Practical setup, ten minutes

If you want to deploy this pattern on your side projects today, the ten-minute version:

Run an ntfy server (or use ntfy.sh for free).

In each cron job script, wrap the work in a small wrapper:

#!/bin/sh
set -e
URL="https://ntfy.example/cron-$JOB_NAME"
START=$(date -Iseconds)
if ./run-the-real-job.sh; then
  curl -s -d "OK $START" "$URL" >/dev/null
else
  curl -s -H "Priority: high" -d "FAIL $START exit=$?" "$URL" >/dev/null
  exit 1
fi

Subscribe to the relevant topics on your phone.
Done.

A failed cron now reaches you within seconds. A successful one logs quietly. You can extend this — add a Healthchecks ping for non-runs, add a tiny SQLite collector for history, add tags per job — but the base setup is functional immediately.

When to upgrade to something heavier

The heartbeat pattern stops being enough when:

You have dozens of jobs with complex inter-dependencies.
You need historical analysis across long windows.
You're running cron on behalf of customers who have SLAs.
You're starting to see overlapping runs and concurrency issues.
The cron infrastructure has become the product, not the support.

When those conditions hit, upgrading to Healthchecks-self-hosted, then to Cronicle, then eventually to a proper job scheduler — Airflow, Temporal, Argo, etc. — starts to make sense.

The key is to upgrade in response to felt pain, not in anticipation of it. Premature upgrade is the failure mode that gets people stuck installing Grafana when they should be writing scripts.

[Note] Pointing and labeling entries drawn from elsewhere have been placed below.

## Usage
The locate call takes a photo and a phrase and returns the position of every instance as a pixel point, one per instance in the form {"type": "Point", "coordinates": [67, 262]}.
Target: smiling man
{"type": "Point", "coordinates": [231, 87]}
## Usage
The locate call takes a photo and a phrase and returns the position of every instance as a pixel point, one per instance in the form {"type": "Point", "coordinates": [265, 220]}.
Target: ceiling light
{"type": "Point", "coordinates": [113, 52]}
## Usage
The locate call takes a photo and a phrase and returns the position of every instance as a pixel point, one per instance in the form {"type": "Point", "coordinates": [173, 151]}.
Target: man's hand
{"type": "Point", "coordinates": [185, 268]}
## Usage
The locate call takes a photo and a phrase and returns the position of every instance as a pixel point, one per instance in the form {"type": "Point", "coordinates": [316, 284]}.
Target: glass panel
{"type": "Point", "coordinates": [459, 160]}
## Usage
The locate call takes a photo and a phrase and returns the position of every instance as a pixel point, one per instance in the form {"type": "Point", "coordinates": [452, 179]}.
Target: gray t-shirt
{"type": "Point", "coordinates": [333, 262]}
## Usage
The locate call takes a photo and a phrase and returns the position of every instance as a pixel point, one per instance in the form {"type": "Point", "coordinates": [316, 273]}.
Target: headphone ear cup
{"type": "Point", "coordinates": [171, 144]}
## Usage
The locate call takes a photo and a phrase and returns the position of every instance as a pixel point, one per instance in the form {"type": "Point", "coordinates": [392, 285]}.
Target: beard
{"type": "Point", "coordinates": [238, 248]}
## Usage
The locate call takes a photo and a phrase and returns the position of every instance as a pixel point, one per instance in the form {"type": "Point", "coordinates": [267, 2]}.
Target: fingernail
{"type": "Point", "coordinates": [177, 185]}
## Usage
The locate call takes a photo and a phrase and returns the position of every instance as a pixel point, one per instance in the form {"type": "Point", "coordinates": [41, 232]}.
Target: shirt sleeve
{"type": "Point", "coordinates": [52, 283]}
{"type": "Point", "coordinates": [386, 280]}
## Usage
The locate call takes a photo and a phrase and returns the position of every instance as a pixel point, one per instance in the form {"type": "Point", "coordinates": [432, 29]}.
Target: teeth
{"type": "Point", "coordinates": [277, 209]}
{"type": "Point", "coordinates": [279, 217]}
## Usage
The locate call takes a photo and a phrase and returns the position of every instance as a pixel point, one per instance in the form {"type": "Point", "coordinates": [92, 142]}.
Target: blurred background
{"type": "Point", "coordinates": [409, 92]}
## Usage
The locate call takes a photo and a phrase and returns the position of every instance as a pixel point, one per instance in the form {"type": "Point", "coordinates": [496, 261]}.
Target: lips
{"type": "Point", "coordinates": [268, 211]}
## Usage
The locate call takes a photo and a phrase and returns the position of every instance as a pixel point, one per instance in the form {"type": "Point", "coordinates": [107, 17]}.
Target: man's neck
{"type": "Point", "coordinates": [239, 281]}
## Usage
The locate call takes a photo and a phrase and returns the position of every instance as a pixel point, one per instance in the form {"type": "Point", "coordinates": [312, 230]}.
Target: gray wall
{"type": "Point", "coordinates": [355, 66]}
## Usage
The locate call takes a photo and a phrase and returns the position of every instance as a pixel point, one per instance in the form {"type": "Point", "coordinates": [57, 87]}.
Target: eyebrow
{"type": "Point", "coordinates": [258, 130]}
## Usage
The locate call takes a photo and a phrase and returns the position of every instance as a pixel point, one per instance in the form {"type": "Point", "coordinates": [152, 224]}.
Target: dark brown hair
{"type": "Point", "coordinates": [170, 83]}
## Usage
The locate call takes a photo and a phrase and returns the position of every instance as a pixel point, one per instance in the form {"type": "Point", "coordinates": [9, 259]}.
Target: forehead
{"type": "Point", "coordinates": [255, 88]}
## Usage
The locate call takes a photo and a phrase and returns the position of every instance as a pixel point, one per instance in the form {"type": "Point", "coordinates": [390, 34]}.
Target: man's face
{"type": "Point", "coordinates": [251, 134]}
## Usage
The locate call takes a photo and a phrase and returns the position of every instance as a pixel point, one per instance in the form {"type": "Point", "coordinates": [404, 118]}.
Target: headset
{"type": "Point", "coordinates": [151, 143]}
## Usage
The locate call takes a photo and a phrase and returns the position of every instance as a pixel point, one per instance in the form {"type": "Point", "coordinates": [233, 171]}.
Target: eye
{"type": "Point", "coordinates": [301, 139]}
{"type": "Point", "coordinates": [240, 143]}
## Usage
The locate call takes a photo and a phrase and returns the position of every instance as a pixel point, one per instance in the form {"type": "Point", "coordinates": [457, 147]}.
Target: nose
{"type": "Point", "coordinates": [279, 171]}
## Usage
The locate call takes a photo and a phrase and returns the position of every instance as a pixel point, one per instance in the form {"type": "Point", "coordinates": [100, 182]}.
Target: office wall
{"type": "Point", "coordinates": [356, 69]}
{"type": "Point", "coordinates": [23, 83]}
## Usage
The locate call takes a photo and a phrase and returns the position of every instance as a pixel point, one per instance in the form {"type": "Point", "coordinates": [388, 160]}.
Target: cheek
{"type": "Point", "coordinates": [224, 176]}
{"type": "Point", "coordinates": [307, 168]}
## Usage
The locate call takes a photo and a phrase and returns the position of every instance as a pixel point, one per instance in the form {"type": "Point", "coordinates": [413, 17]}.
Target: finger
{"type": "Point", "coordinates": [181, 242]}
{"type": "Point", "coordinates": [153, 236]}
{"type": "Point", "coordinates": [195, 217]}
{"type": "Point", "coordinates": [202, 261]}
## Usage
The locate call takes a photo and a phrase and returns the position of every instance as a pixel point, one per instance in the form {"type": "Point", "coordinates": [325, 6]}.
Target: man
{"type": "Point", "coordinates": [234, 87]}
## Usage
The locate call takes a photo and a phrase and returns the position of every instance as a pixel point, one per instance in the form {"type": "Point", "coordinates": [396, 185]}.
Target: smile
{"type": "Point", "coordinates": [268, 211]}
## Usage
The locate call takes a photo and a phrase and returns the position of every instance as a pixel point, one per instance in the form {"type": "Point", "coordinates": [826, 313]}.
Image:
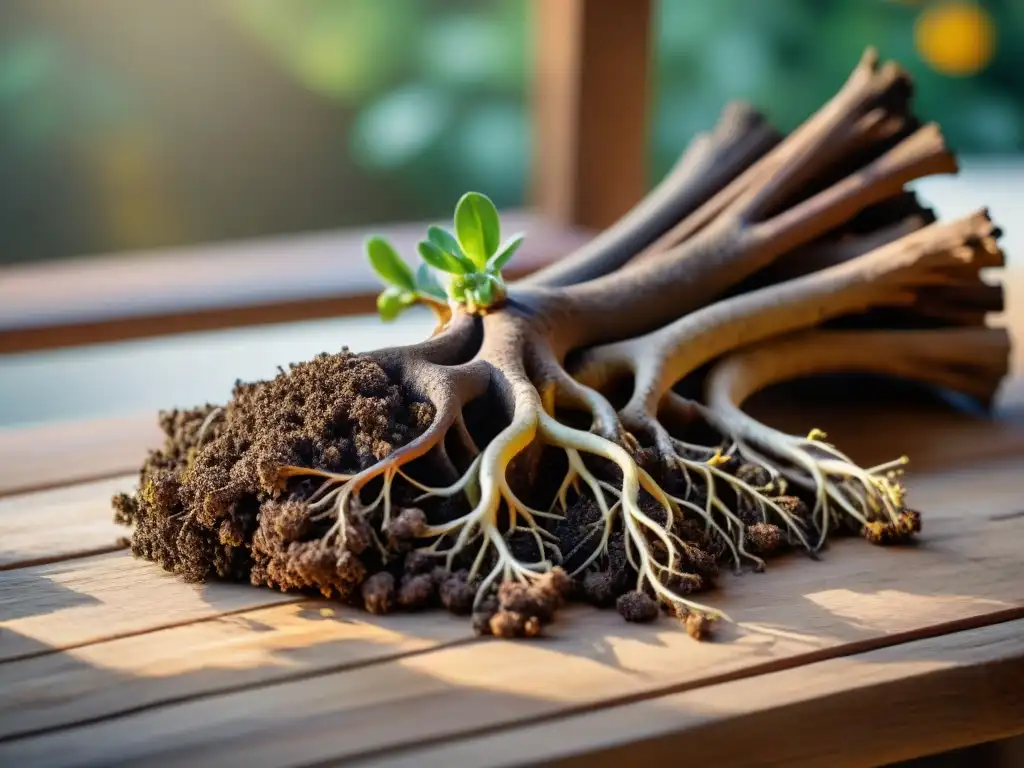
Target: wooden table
{"type": "Point", "coordinates": [869, 656]}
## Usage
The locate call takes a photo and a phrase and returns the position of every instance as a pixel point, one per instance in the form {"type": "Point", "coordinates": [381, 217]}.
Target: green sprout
{"type": "Point", "coordinates": [472, 258]}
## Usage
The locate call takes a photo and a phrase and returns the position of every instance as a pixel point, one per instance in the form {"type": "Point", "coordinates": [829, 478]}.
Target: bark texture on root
{"type": "Point", "coordinates": [586, 439]}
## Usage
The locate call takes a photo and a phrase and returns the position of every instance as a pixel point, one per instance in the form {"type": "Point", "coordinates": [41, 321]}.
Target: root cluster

What this says about side-project tooling generally

The broader pattern is worth naming. Side projects benefit disproportionately from tools that match the event-shaped, single-operator, low-stakes reality of side projects. They are penalized by tools designed for continuous-state, team-scale, high-stakes production.

The upvoted r/selfhosted answers know this. They're recommending tools that respect the operator's time and the operator's mental model. The heavyweight recommendations don't — and the upvotes reflect it.

For anyone choosing tooling for a side project, the rule of thumb is: prefer the tool that fits how big your problem is right now, not the tool that would fit a problem ten times larger. The latter ends up unused.

The summary

Developers asking about cron monitoring are mostly asking for signal, not infrastructure. Heartbeats — ntfy, gotify, Healthchecks pings — deliver the signal in minutes with no operational burden. Heavyweight monitoring is the right answer to a different question. Match the tool to the question and the side project keeps working without the cron observability project becoming the side project's main job.